The only thing I steal when I use an ad blocker is my lifetime back


Bad metaphor. No one is stealing anything from YouTube. Meanwhile a tantrum is a display of socially unacceptable behavior because you don’t like something.

Very much a tantrum.


How is blocking adblockers "socially unacceptable behavior"?

It might frustrate you personally -- the same way it might frustrate you to have to pay money to see a movie at a movie theater -- but I don't see what isn't acceptable about it socially.


bandwidth and hosting have associated costs. unlike piracy, which is just creating copies, this is using Google’s electricity to provide you a service without giving anything in return.


Google is always free to stop serving me anything at all if they choose to.

However, once they serve me something and it’s received by my user agent, I will use that user agent however I see fit to parse and display (or not display) that content.


well, that's what's happening now and everyone is whining about it


What? What is happening now?

I’ll rephrase my position: Google is free to ban my IP, require a payment before serving me videos, or whatever else they feel is appropriate to stop me from using their electricity without being compensated appropriately. But if they serve me a page containing a video, I have every right to instruct the software on my device to render that video however I see fit. This in no way is morally or legally comparable to stealing, theft, fraud, or whatever other words people are throwing around.

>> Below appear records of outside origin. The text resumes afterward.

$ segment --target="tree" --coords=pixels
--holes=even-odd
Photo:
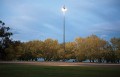
[[[46,39],[44,41],[44,48],[43,48],[43,58],[45,61],[51,61],[57,59],[57,52],[59,49],[58,41],[52,39]]]
[[[111,38],[112,49],[115,54],[115,60],[119,63],[120,60],[120,38]]]
[[[5,23],[0,21],[0,60],[7,60],[7,53],[5,52],[6,48],[10,47],[12,43],[10,36],[12,35],[9,32],[10,28],[5,27]]]
[[[75,56],[77,61],[84,61],[86,59],[86,40],[84,38],[76,38],[75,39]]]

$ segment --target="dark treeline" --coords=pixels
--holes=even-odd
[[[13,41],[10,28],[0,21],[0,60],[35,61],[44,58],[45,61],[65,61],[75,59],[78,62],[119,63],[120,38],[111,38],[110,42],[90,35],[86,38],[78,37],[73,42],[63,44],[57,40],[33,40],[29,42]]]

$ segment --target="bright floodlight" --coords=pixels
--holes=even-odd
[[[67,8],[65,6],[62,7],[62,12],[65,13],[67,11]]]

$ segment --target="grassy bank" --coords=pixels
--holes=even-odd
[[[119,77],[120,67],[0,64],[0,77]]]

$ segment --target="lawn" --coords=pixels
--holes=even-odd
[[[120,77],[120,67],[0,64],[0,77]]]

It costs them even more to also serve me an ad that I will resent and refuse to click on / follow the CTA.


is it stealing if you mute or don't watch the ads without blocking them per se?


It is a tantrum in a way that a store with a lot of cash, that was giving out free clothes until all other clothes went bankrupt, and then raised the prices and hired a security guard, and the security guard could not stop all those people that were used to get the stuff free kind of tantrum!

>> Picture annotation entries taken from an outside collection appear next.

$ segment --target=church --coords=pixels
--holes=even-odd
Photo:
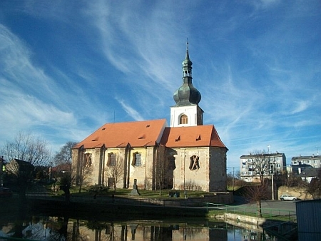
[[[203,125],[187,43],[183,84],[165,119],[106,123],[72,149],[77,182],[141,190],[226,191],[226,153],[213,125]],[[90,171],[89,171],[90,170]]]

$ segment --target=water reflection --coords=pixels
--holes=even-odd
[[[219,220],[104,221],[25,216],[1,225],[1,237],[34,240],[276,240],[259,230]]]

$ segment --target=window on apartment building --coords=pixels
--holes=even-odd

There is no theft when I use youtube because I was never going to click on ads in the first place.

The value of me watching ads is absolutely zero. (From my point of view in fact, it's negative).


What value do you bring to YouTube, especially since YouTube does not make any money from you?

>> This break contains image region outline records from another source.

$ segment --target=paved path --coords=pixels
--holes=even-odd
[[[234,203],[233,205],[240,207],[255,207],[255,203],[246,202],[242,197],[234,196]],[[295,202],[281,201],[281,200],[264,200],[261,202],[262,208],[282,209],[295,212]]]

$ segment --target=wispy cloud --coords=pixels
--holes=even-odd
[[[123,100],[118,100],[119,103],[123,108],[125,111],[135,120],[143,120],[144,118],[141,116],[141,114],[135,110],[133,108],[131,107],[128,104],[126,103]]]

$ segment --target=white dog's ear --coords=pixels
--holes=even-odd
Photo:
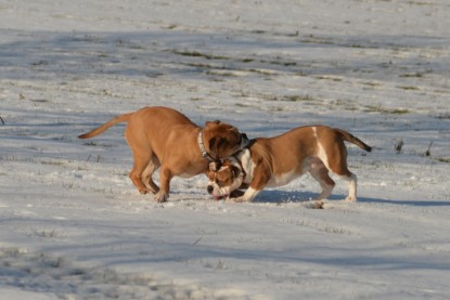
[[[222,167],[222,162],[221,161],[211,161],[209,162],[209,171],[210,172],[217,172],[218,170],[220,170],[220,167]]]
[[[219,120],[215,120],[215,121],[206,121],[205,122],[205,127],[211,126],[211,125],[219,125],[220,121]]]

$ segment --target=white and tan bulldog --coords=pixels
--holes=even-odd
[[[248,148],[226,158],[220,169],[208,171],[208,193],[215,199],[252,201],[266,186],[281,186],[310,172],[322,187],[316,199],[317,207],[322,208],[322,200],[335,186],[331,171],[348,182],[346,200],[356,201],[357,177],[347,168],[344,141],[372,151],[347,131],[326,126],[299,127],[275,138],[256,139]],[[237,191],[241,187],[248,187],[243,195]]]
[[[169,197],[173,177],[205,173],[209,162],[228,157],[248,144],[245,133],[231,125],[207,121],[202,129],[169,107],[143,107],[78,138],[93,138],[118,122],[127,122],[125,139],[133,155],[129,177],[141,194],[155,193],[157,201]],[[160,188],[152,179],[158,168]]]

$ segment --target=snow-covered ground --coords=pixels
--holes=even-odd
[[[447,0],[0,1],[1,299],[449,299]],[[359,200],[304,177],[253,204],[128,179],[115,115],[166,105],[250,138],[325,123]],[[4,123],[3,123],[4,122]],[[401,146],[402,144],[402,146]],[[396,149],[397,148],[397,149]]]

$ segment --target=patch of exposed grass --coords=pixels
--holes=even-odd
[[[381,113],[388,115],[406,115],[410,114],[411,110],[408,108],[387,108],[382,105],[367,105],[363,109],[364,113]]]
[[[417,87],[412,87],[412,86],[398,86],[397,88],[406,90],[406,91],[419,91],[420,90]]]

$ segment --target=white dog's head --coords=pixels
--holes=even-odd
[[[244,172],[233,157],[224,159],[218,170],[210,168],[207,175],[209,179],[207,191],[215,200],[227,200],[244,181]]]

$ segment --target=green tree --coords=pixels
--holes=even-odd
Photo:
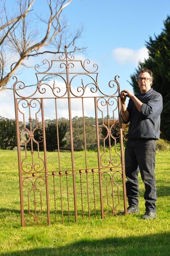
[[[139,62],[135,73],[130,75],[130,85],[134,93],[139,91],[136,78],[139,70],[143,67],[153,72],[152,87],[160,93],[163,99],[163,110],[161,115],[161,137],[170,141],[170,16],[164,22],[164,28],[160,35],[153,39],[149,37],[146,47],[149,57]]]
[[[0,148],[12,149],[16,145],[15,120],[0,117]]]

Youtube purports itself to be a free site, so I'm not sure why one would ask this question.


What a strange question. Why does this matter?


If nothing else, platform engagement clearly is a driver for the business model. Comments, shares on other media.


> There is no theft when I use youtube because I was never going to click on ads in the first place.

Advertising works on multiple levels, with direct sales not necessarily being the only acceptable result:

* https://en.wikipedia.org/wiki/Purchase_funnel


However, me not buying something is quite obviously not equivalent to theft.

Besides, I only watch youtube ad-free. If this becomes impossible I will simply stop watching youtube, so, I don't think this strategy will have much effect on me either, at least within the context of youtube.


> not looking at ads is theft

never gets old


And they respond in the most predictable way: enshittifying the experience more and more so that more users will employ adblockers or leave. Nobody needed adblockers when ads weren't abusive, it took years for them to become as such so that someone created the first adblocker. There is a line separating ads that are acceptable if not interesting when unobtrusive and carefully targeted, from the load of crap they shovel at our face. Unfortunately that's how the system is built: not just making profits but maximizing them, which can't scale indefinitely, and the ever growing advertising that ruins both platforms and content value is just another warning that this system is broken from its roots.